E mais: Internet supera TV em verba publicitária pela 1a vez

Bom dia!

Vem ler o que está acontecendo de mais relevante em tech e inovação.

O que você vai ver hoje:

  • Nubank mantém liderança de principalidade entre os brasileiros

  • iFood chega a R$ 10 bi de receita, alta de 36% ao ano

  • WhatsApp quer transformar nomes de usuário em nova fonte de negócios

  • EUA limitam lançamento de GPT-5.6 da OpenAI + Anthropic consegue liberação para Fable e Mythos 5

Começa na semana que vem a nossa nova turma: edição AI Builder, curso da Snaq ministrado por Rafael Girolineto, Head de IA da Inspira Legal.

  • O que é: em 4 aulas ao vivo e on-line, os participantes aprendem a construir um "segundo cérebro" de IA: um sistema capaz de acumular contexto, organizar conhecimento, processar reuniões e reproduzir sua forma de pensar e trabalhar.

  • Pra quem: um curso para quem quer transformar IA em uma ferramenta pró-ativa de produtividade.

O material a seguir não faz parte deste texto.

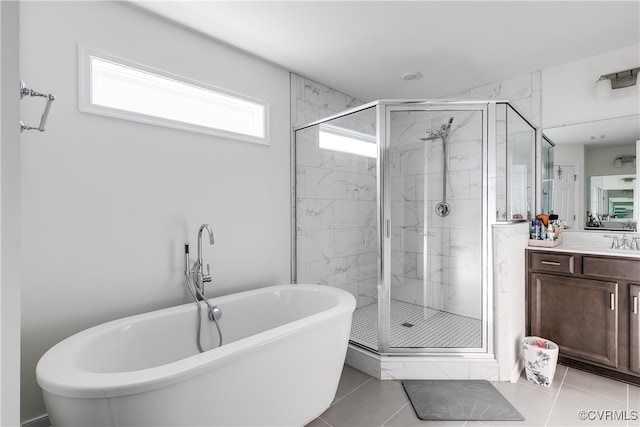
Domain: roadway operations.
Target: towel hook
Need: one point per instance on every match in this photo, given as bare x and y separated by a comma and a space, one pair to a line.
25, 91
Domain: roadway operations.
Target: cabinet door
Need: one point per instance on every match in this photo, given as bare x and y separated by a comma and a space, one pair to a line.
579, 315
634, 329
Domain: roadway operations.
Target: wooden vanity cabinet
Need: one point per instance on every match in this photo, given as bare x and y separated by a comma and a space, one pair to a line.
589, 305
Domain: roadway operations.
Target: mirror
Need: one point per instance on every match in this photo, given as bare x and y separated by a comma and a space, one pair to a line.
611, 202
592, 150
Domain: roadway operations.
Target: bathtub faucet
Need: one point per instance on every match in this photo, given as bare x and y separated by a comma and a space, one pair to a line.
202, 278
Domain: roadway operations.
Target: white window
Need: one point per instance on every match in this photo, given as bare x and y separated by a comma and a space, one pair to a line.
117, 88
346, 140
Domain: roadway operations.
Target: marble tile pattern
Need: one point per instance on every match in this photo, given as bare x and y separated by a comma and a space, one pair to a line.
336, 209
336, 200
447, 275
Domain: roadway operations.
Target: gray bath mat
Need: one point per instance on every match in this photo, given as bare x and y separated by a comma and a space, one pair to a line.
459, 400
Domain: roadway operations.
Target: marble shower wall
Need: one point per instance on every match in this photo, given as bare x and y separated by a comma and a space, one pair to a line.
335, 236
336, 216
447, 275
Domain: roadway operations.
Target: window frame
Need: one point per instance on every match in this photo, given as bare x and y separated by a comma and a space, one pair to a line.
86, 105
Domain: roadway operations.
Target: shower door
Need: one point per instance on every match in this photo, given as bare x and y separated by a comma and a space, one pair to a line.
434, 293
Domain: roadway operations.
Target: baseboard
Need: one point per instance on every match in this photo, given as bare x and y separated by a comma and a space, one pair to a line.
42, 421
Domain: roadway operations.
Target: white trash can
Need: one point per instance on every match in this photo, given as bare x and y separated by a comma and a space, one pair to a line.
540, 360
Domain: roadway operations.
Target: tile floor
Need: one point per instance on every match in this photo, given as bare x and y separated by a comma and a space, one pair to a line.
364, 401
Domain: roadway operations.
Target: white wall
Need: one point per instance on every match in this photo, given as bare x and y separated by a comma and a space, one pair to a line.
568, 91
9, 216
569, 97
107, 204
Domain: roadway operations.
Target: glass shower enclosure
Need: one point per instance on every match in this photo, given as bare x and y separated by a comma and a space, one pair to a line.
394, 202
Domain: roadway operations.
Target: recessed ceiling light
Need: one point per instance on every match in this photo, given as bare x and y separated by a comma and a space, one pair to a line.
413, 75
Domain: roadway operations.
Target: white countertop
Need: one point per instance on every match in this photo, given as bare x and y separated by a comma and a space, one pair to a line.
591, 242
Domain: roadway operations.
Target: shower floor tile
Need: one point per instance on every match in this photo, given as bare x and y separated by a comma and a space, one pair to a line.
413, 326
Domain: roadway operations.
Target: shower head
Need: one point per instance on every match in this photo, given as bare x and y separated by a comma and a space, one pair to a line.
443, 132
431, 137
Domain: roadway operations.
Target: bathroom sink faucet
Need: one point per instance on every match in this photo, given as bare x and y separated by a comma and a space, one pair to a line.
202, 278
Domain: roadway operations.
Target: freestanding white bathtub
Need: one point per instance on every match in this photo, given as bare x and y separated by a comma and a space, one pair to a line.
284, 348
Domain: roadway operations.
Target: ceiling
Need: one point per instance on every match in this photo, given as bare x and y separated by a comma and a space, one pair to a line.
362, 48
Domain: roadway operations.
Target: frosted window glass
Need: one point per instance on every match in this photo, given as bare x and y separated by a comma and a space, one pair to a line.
127, 92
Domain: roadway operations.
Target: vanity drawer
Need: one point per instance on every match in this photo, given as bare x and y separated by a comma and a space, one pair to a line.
552, 262
626, 269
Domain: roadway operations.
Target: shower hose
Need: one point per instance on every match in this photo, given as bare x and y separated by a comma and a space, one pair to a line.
195, 293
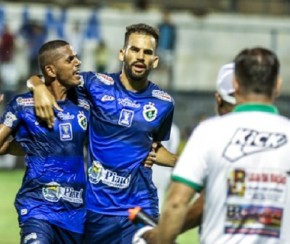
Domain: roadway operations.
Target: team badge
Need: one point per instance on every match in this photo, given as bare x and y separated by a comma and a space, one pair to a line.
126, 117
149, 112
65, 131
95, 172
9, 119
82, 120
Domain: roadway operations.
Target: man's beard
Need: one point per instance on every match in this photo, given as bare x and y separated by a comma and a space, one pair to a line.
133, 76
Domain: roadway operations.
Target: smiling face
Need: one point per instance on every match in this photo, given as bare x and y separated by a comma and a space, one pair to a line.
139, 57
64, 67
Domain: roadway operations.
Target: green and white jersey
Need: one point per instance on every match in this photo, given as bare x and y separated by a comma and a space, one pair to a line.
242, 160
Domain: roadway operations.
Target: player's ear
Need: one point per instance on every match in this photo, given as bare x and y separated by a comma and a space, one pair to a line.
278, 87
50, 70
218, 99
155, 62
236, 85
121, 55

Vagas limitadas com cupom de compra direta: IA30

BRASIL

NUBANK MANTÉM LIDERANÇA DE PRINCIPALIDADE ENTRE OS BRASILEIROS

O Nubank foi eleito, pelo segundo ano consecutivo, o banco principal dos brasileiros e ampliou sua vantagem sobre os concorrentes, segundo levantamento da Okiar com mais de 2 mil pessoas.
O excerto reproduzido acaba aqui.